The raspberry is running RuneAudio build and I can use MPDroid on my cell or any computer/tablet connected to the same router to remote control it. It is feeding a Topping D30 ($99) through an (async) USB connection.
I'm very very happy with the SQ.
I also tried a beaten up old Laptop with JRiver and foobar but I had issues with drivers as that thing would not take win10 and the Vista drivers were giving me hell...
My solution is cheap enough for anybody to try (people spend more on interconnects..). I'm dying to try a high pricetag DAC to see how it would improve the SQ but can't make myself spend a grand on that only to find out I can't hear any difference...
cpt_paranoia
Addicted Member
Unless you are using the analogue output from a device, the digital processing will have little bearing on the sound, provided there is adequate processing and memory to ensure an uninterrupted stream of data. RAM speed and latency can only have an effect on processing speed, nothing else.
If you are using a USB or coax S/PDIF interface to a DAC, there is a small possibility that conducted noise might get into the DAC audio, but a well-designed DAC should provide effective isolation of the input.
If you are using an optical S/PDIF interface, there is no electrical path to conduct noise from PC to DAC via the signal path; it would have to be radiated from PC to DAC, or conducted via the mains supply. If you provide a sensible physical separation, and the DAC is adequately protected against radiated and conducted susceptibility, you should not have problems.
The last mechanism by which noise might be passed to the DAC is due to jitter in the signal timing of the USB or S/PDIF. Such jitter should be removed by the clock recovery, data sampling & FIFO buffer in the DAC. It is the sample clock to the DAC chip that determines the DAC sample timing, not the digital input stream. This DAC sample clock should be provided by a low phase noise source, such as a crystal oscillator.
The fact that there is no flow control between source and destination in the simple protocols means that it is possible for data overflow or underflow to occur, due to the use of different oscillators at each end; data is sent at one rate by the source, and consumed at a different rate at the DAC. But this will be mostly dealt with by use of a FIFO buffer in the DAC, and the fact that crystal oscillators have a pretty good tolerance. Data overflow or underflow would result in a missed sample, or a duplicated sample; for instance, the VoIP protocol provides a mechanism to drop, or repeat frames as necessary, since the source and destination clock rates may be more significantly different.
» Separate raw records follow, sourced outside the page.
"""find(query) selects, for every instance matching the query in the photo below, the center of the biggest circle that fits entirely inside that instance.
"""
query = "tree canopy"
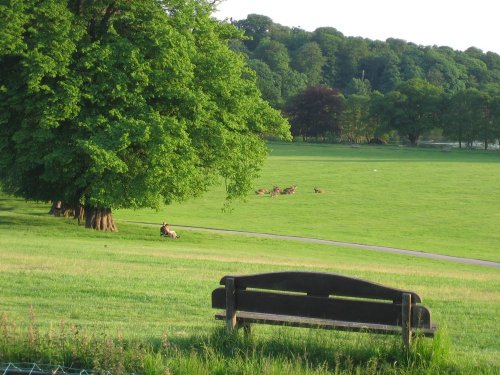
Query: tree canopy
(391, 87)
(113, 104)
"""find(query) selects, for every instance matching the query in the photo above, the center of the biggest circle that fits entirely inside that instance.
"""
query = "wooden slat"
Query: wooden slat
(321, 284)
(244, 317)
(316, 307)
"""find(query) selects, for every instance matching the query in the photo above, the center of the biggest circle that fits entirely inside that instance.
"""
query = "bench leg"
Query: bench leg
(406, 320)
(247, 329)
(230, 304)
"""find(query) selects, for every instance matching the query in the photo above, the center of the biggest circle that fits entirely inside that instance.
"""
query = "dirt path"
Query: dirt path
(393, 250)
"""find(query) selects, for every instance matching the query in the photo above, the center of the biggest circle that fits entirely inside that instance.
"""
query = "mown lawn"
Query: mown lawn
(417, 199)
(142, 286)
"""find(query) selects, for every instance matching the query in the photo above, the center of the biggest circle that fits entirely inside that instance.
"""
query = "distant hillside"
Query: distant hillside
(289, 59)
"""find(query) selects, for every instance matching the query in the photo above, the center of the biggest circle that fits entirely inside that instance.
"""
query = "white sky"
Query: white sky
(458, 24)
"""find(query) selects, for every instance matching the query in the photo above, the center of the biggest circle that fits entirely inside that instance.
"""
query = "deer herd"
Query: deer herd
(288, 190)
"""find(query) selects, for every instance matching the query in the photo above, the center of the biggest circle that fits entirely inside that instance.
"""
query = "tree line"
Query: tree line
(351, 89)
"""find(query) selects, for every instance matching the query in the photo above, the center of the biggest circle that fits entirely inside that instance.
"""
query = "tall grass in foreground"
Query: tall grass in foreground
(288, 350)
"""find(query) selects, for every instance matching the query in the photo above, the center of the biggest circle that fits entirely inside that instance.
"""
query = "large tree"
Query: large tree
(119, 103)
(413, 108)
(315, 112)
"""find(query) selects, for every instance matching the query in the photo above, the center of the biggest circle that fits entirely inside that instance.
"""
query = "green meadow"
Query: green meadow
(416, 199)
(139, 287)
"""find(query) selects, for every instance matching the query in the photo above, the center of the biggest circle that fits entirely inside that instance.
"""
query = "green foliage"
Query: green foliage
(315, 112)
(326, 56)
(126, 104)
(413, 108)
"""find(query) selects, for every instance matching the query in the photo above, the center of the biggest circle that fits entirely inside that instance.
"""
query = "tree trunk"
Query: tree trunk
(413, 139)
(55, 209)
(99, 218)
(80, 214)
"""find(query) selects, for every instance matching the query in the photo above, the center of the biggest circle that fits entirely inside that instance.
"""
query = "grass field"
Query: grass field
(416, 199)
(137, 285)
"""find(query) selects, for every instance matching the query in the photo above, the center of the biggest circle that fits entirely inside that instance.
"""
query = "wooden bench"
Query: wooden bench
(320, 300)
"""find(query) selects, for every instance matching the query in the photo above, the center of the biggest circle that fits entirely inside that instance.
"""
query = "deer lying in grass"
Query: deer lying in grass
(276, 190)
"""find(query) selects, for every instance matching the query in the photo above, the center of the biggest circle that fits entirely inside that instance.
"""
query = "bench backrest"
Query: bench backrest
(321, 295)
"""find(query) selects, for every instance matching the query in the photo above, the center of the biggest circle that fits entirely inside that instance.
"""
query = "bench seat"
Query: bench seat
(321, 300)
(245, 317)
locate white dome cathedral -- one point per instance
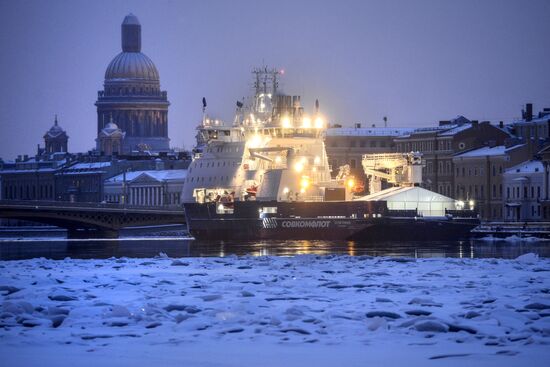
(132, 95)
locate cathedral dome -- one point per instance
(55, 130)
(131, 64)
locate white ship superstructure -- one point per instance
(272, 151)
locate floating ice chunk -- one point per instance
(528, 259)
(432, 326)
(119, 311)
(62, 298)
(377, 323)
(425, 302)
(386, 314)
(178, 262)
(6, 290)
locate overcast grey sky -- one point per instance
(417, 62)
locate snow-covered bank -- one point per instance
(271, 311)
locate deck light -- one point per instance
(286, 122)
(319, 123)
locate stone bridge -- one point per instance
(79, 219)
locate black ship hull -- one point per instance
(362, 221)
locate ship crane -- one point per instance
(400, 169)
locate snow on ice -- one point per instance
(270, 311)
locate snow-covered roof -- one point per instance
(27, 170)
(526, 167)
(160, 175)
(484, 151)
(375, 131)
(487, 151)
(419, 193)
(455, 130)
(90, 166)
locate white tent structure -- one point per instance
(428, 203)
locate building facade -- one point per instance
(347, 146)
(133, 98)
(524, 187)
(532, 126)
(146, 188)
(479, 176)
(439, 144)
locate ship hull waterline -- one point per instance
(379, 229)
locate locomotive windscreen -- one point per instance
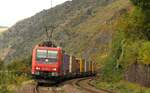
(46, 56)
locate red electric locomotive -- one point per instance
(46, 62)
(51, 64)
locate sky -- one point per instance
(12, 11)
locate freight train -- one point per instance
(51, 63)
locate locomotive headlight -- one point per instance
(54, 69)
(37, 68)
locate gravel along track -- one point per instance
(84, 84)
(81, 85)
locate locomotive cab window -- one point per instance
(47, 56)
(41, 54)
(52, 56)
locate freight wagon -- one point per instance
(53, 64)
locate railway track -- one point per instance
(83, 85)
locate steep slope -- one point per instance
(84, 28)
(2, 29)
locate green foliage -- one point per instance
(144, 4)
(110, 73)
(144, 53)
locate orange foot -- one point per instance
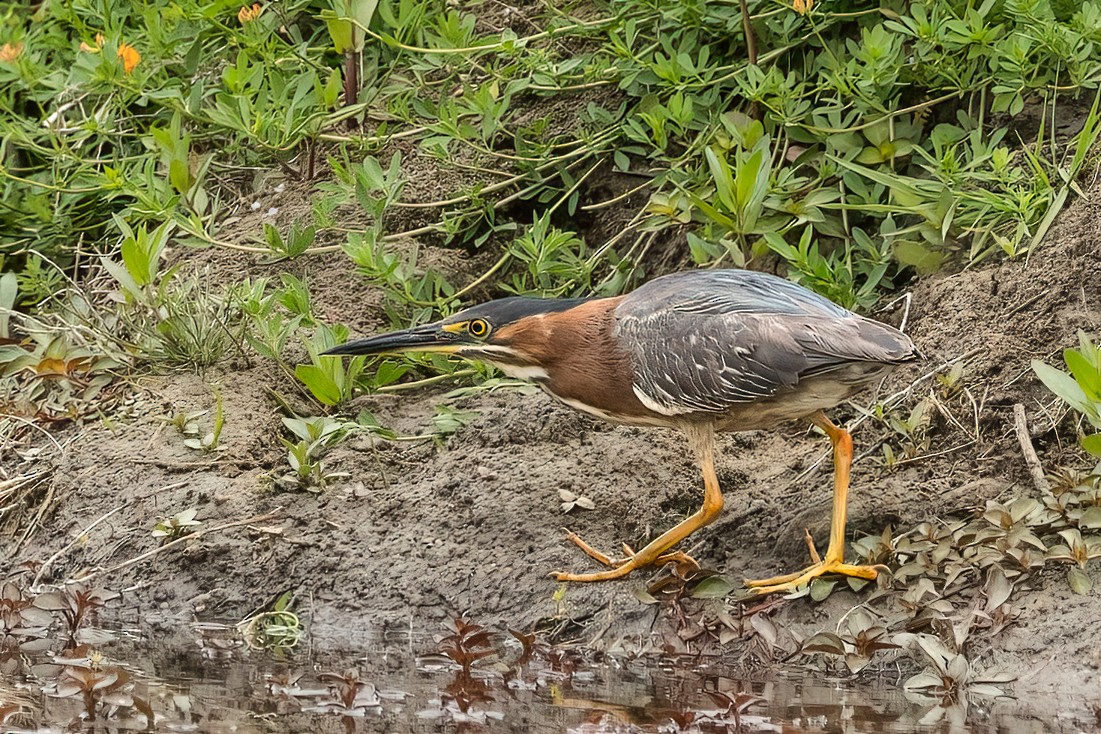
(621, 568)
(819, 567)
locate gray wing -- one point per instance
(707, 340)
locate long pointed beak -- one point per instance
(428, 338)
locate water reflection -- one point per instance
(216, 686)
If you are using an analogue output from a PC, laptop or tablet, you might consider using a lead fitted with an RF suppressing filter, to prevent RF noise being conducted along the signal cable. The audio circuits should also be designed such that they will not respond to RF, usually by a simple low-pass filter on the signal input. They should also be designed to prevent radiated susceptibility, preventing RF injection into the circuit.
RF injection can cause problems if it hits a rectifying element in the design, which will perform amplitude demodulation to baseband (audio frequencies), the classic being mobile phone injection (GSM will give a 216.6Hz buzz due to the TDMA frame rate), or even more classic; dental fillings that receive radio stations...
If you are using WiFi or Ethernet streaming, there is almost no chance of conducted noise from the 'player' computer; the media stream is transported as a CODEC format, and reconstructed by the DMR. A badly designed DMR might be susceptible to WiFi or Ethernet noise, and noise generated by the processor performing the rendering.
If you are using a USB or coax S/PDIF interface to a DAC, there is a small possibility that conducted noise might get into the DAC audio, but a well-designed DAC should provide effective isolation of the input.
If you are using an optical S/PDIF interface, there is no electrical path to conduct noise from PC to DAC via the signal path; it would have to be radiated from PC to DAC, or conducted via the mains supply. If you provide a sensible physical separation, and the DAC is adequately protected against radiated and conducted susceptibility, you should not have problems.
The last mechanism by which noise might be passed to the DAC is due to jitter in the signal timing of the USB or S/PDIF. Such jitter should be removed by the clock recovery, data sampling & FIFO buffer in the DAC. It is the sample clock to the DAC chip that determines the DAC sample timing, not the digital input stream. This DAC sample clock should be provided by a low phase noise source, such as a crystal oscillator.
The fact that there is no flow control between source and destination in the simple protocols means that it is possible for data overflow or underflow to occur, due to the use of different oscillators at each end; data is sent at one rate by the source, and consumed at a different rate at the DAC. But this will be mostly dealt with by use of a FIFO buffer in the DAC, and the fact that crystal oscillators have a pretty good tolerance. Data overflow or underflow would result in a missed sample, or a duplicated sample; for instance, the VoIP protocol provides a mechanism to drop, or repeat frames as necessary, since the source and destination clock rates may be more significantly different.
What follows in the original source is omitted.